HOUSTON – It was at the Wright Pawn and Jewelry Shop where a life-changing moment happened.
One retired Marine happened upon a Purple Heart belonging to a Houstonian who paid the ultimate sacrifice in the Battle off Samar in World War II.
He did his research, and months later, he was able to reunite the medal with the sailor's family.
A new mission for a retired Marine
Jerry Patterson, a World War II enthusiast and retired Marine, has a hobby of looking around the Wright Pawn and Jewelry shop in west Houston. In early 2018, the shop acquired the Purple Heart in an estate sale, hoping to prevent the honor from being passed around, and with hopes to reunite the Purple Heart with the sailor's family. Patterson was determined to do the work to make it happen and started on his journey to search for the medal recipient's family.
"Purple Heart medals frequently have a name of the recipient on the backside ... this one did," Patterson said. "[The name was] Chelakis, Electrician's Mate 3rd Class Forrest Chelakis."
The retired Marine knew his next mission was about to begin.
"All over Houston there are boxes with old medals that somebody soon to pass may know the story, and that story needs to be passed down," Patterson said. "Now (Chelakis) is an unusual name. So I looked him up and saw that he was killed in the Battle of Leyte Gulf in the Battle off Samar on Oct. 25, 1944, and that he was from Houston, and I thought, 'Maybe there is someone who is still living in Houston that would like this.'"
A precious moment: Holding a hero's heart
After months of painstaking research and getting to know more about this once stranger's story, Patterson found himself sharing the sailor's story with Cody Chelakis, the great-nephew of Forrest Chelakis, to whom the medal belonged.

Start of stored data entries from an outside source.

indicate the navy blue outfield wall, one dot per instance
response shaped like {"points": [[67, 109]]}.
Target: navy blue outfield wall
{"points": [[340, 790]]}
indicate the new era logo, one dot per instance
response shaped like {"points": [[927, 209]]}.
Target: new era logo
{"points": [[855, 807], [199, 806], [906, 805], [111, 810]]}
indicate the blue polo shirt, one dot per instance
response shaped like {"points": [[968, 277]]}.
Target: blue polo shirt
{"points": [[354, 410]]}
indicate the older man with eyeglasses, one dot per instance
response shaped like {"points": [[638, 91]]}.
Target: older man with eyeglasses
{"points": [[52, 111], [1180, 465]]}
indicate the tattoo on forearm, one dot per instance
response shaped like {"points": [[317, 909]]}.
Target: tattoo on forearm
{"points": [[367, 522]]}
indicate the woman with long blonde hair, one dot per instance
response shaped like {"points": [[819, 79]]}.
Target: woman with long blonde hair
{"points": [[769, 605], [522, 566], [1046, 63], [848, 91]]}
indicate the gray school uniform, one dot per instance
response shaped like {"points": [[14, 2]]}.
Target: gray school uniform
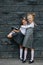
{"points": [[28, 39]]}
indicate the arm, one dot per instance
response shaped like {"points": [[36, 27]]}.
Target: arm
{"points": [[27, 26]]}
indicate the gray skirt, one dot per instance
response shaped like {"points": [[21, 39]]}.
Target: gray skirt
{"points": [[28, 39]]}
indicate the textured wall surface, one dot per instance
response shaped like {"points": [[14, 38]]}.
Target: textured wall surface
{"points": [[10, 15]]}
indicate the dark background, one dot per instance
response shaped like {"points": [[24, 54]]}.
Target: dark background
{"points": [[10, 15]]}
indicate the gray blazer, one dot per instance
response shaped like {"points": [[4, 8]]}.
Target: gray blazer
{"points": [[28, 39]]}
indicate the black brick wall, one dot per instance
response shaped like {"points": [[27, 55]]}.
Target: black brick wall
{"points": [[10, 15]]}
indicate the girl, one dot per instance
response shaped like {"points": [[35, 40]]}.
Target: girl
{"points": [[28, 40], [19, 36]]}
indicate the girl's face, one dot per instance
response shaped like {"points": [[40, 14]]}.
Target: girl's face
{"points": [[24, 22], [30, 18]]}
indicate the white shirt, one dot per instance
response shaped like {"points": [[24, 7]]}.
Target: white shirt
{"points": [[24, 27]]}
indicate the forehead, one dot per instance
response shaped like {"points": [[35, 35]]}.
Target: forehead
{"points": [[29, 16]]}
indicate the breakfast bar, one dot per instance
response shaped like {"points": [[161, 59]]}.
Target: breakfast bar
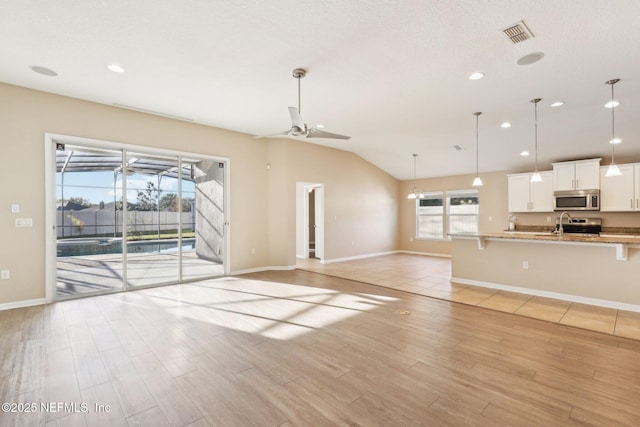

"Nice to meet you," Patterson said to Cody Chelakis, who came to the Wright Pawn and Jewelry shop to receive the Purple Heart Thursday.
"This is your great-uncle's Purple Heart," he said.
Patterson handed Cody Chelakis the medal. Cody Chelakis held his great-uncle's Purple Heart in his hands, silent, and began to cry.
"He risked his life for (us) ... to protect all of us," Cody Chelakis said in tears. "It means a lot to me and my family because nobody else in my family knows about this."
Patterson began to share with Cody Chelakis other medals that his great-uncle earned and also filled him in on the history of the sacrifice his family member made.
"I'm so thankful for this," Cody Chelakis said. "I'm so proud of my family and who we have become."
He said he would share his story for generations to come.
The fierce Battle of Leyte Gulf
Forrest Chelakis was involved in an engagement off the East Coast of the Philippines, the Battle off Samar. More specifically, Forrest Chelakis was involved in the largest naval battle in World War II, The Battle of Leyte Gulf.
Forrest Chelakis made the ultimate sacrifice. It was the morning of Oct. 25, 1944, when the Destroyer USS Hoel and other U.S. Navy warships were engaged in a fierce battle of survival against greater firepower and numerically superior elements of Japanese Navy task force.
Of 253 men, only 86 survived.
The purpose of the destroyer ships was to protect the aircraft laden escort carriers. It was the USS Hoel's and the other U.S. destroyers' 5-inch guns against the 14-inch guns of an already numerically superior Japanese naval force. American sailors on the destroyers were forced to strike from a very vulnerably close distance to make impact.
"The destroyers at that time had a range that was far less than that of the Japanese cruisers and battleships, but notwithstanding, they continued to fight till they sank," Patterson said. "It was practically a suicide mission, and they knew that, but they fought to the end."
Forrest Chelakis' remains are likely in the Philippines along with many others' whose remains were never found. However, the Purple Heart gave comfort to the Chelakis family, who did not know a lot about this history.
"I can't wait to share it with our family," Cody Chelakis said.
Sharing stories for generations
Patterson and Cody Chelakis are on a mission to keep these heroes' memories alive.
"Definitely, his story will be shared because my kids, when I have kids, they're going to know where we came from, how proud how I am of my family and they're going to be proud of who they are too," Cody Chelakis said.
Patterson said he wants to encourage people who have veteran loved ones to continue to share these precious medals and the stories behind them for generations to come.
"All over Houston, there are boxes with old medals that somebody soon to pass may know the story, and that story needs to be passed down," Patterson said.